Source: Item 23 — RECEIPTS (FDD pages 134–251)
What This Means (2025 FDD)
According to the 2025 Delta Hotels By Marriott Franchise Disclosure Document, upon the expiration or termination of the franchise agreement, the franchisee has several obligations. Delta Hotels By Marriott requires the franchisee to immediately cease operating the hotel as a Delta Hotels By Marriott System Hotel and to avoid creating any impression that it is still part of the Delta Hotels By Marriott system, unless explicitly required by other sections of the agreement. The franchisee must also stop using and remove all Delta Hotels By Marriott intellectual property and identifying characteristics from the hotel and any other business locations, including electronic systems and advertising.
Additionally, the franchisee is obligated to remove all signs containing Delta Hotels By Marriott proprietary marks.

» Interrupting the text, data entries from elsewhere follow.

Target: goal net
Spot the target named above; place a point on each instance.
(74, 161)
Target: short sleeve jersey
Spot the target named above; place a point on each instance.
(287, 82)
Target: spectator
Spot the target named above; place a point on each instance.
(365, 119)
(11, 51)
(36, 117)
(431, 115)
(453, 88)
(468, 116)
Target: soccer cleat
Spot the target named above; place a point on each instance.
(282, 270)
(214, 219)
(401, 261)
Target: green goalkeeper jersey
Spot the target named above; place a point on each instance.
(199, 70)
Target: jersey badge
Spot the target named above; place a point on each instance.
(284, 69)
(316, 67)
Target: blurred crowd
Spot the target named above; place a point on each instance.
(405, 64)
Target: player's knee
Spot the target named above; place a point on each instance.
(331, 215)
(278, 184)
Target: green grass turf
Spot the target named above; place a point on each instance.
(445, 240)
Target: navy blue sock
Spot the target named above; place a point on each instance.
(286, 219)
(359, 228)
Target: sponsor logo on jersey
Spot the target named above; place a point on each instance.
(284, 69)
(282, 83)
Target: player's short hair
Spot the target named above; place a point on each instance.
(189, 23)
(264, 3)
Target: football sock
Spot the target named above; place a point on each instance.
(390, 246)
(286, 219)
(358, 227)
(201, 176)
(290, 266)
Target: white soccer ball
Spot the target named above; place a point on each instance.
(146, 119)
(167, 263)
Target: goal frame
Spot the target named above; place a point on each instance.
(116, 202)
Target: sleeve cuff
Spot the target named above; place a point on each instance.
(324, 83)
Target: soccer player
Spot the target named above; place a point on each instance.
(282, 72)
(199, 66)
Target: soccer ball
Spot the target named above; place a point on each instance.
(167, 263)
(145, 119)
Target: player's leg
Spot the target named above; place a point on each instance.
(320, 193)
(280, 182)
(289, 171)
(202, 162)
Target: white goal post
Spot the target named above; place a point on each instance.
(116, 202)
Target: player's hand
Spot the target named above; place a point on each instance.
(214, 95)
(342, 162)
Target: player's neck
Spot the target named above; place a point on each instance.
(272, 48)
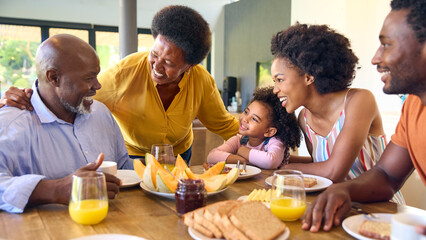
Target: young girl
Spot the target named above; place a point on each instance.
(266, 133)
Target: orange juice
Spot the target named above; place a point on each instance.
(91, 211)
(288, 209)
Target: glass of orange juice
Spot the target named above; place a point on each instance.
(89, 199)
(163, 153)
(288, 195)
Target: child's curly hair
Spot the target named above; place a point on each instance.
(288, 130)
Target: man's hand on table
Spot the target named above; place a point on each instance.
(19, 98)
(329, 208)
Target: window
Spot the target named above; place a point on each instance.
(18, 46)
(107, 48)
(19, 39)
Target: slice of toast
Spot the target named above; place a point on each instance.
(376, 230)
(225, 225)
(200, 219)
(188, 219)
(256, 221)
(211, 209)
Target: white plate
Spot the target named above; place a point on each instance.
(172, 195)
(198, 236)
(351, 224)
(322, 183)
(129, 178)
(251, 171)
(109, 237)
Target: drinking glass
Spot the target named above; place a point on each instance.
(288, 195)
(89, 199)
(164, 155)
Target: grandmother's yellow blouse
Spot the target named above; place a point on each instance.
(131, 95)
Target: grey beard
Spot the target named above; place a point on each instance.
(80, 109)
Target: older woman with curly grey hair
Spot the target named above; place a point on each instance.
(313, 68)
(155, 95)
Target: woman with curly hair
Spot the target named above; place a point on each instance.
(313, 68)
(267, 132)
(155, 95)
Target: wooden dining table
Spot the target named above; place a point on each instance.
(139, 213)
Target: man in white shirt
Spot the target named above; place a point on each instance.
(66, 132)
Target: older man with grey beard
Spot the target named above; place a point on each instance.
(67, 131)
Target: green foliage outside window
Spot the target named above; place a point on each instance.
(17, 63)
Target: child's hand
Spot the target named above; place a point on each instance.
(244, 152)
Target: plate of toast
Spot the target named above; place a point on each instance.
(234, 219)
(313, 183)
(172, 195)
(361, 227)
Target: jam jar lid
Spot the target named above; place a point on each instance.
(191, 184)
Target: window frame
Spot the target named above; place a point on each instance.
(45, 25)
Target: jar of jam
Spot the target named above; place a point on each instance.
(190, 195)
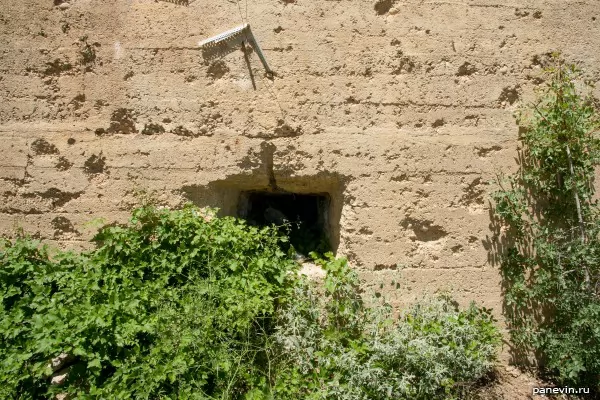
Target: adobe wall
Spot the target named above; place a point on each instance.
(402, 111)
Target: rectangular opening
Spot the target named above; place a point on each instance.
(306, 216)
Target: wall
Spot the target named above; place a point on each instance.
(402, 111)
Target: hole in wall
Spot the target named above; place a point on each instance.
(303, 217)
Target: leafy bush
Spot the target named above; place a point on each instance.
(175, 305)
(551, 268)
(184, 305)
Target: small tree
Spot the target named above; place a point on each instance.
(552, 264)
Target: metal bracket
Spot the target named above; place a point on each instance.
(226, 42)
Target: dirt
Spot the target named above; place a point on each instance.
(400, 111)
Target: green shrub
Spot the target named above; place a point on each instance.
(184, 305)
(174, 305)
(434, 351)
(551, 267)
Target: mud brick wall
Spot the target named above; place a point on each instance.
(401, 110)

If immediate removal isn't possible, the franchisee must cover the signs and remove them within 48 hours. The franchisee must also remove all content related to the Delta Hotels By Marriott system from any internet sites under their control and take necessary actions to disassociate themselves from Delta Hotels By Marriott online. Delta Hotels By Marriott has the option to have the franchisee cancel or assign to them any domain names containing proprietary marks.
Furthermore, the franchisee must cancel any trade names or registrations containing Delta Hotels By Marriott proprietary marks and provide evidence of compliance within 30 days. All originals and copies of intellectual property and materials related to the hotel's operation under the Delta Hotels By Marriott system, including guest personal data, must be delivered to Delta Hotels By Marriott. The franchisee must also cease using any confidential information or the Delta Hotels By Marriott system and disclosing it to unauthorized parties. The franchisee must make necessary alterations to the Hotel so that the public will not confuse it with a System Hotel, and until such alterations are completed, Franchisee will place a conspicuous sign at the registration desk, stating that the Hotel is no longer a System Hotel and advise all customers that the Hotel is no longer a System Hotel.
Delta Hotels By Marriott also requires the franchisee to comply with obligations outlined in specific sections of the franchise agreement, as referenced under Section 27.8. The franchisee is responsible for promptly paying all amounts owed to Delta Hotels By Marriott, including costs for removing the hotel from the system and a reasonable estimate of costs and fees that have not yet been invoiced. Delta Hotels By Marriott retains the right to recover legal fees and court costs associated with collecting these amounts. If the agreement is terminated under Section 21.2, the franchisee must cooperate with Delta Hotels By Marriott in pursuing claims under the required business interruption insurance.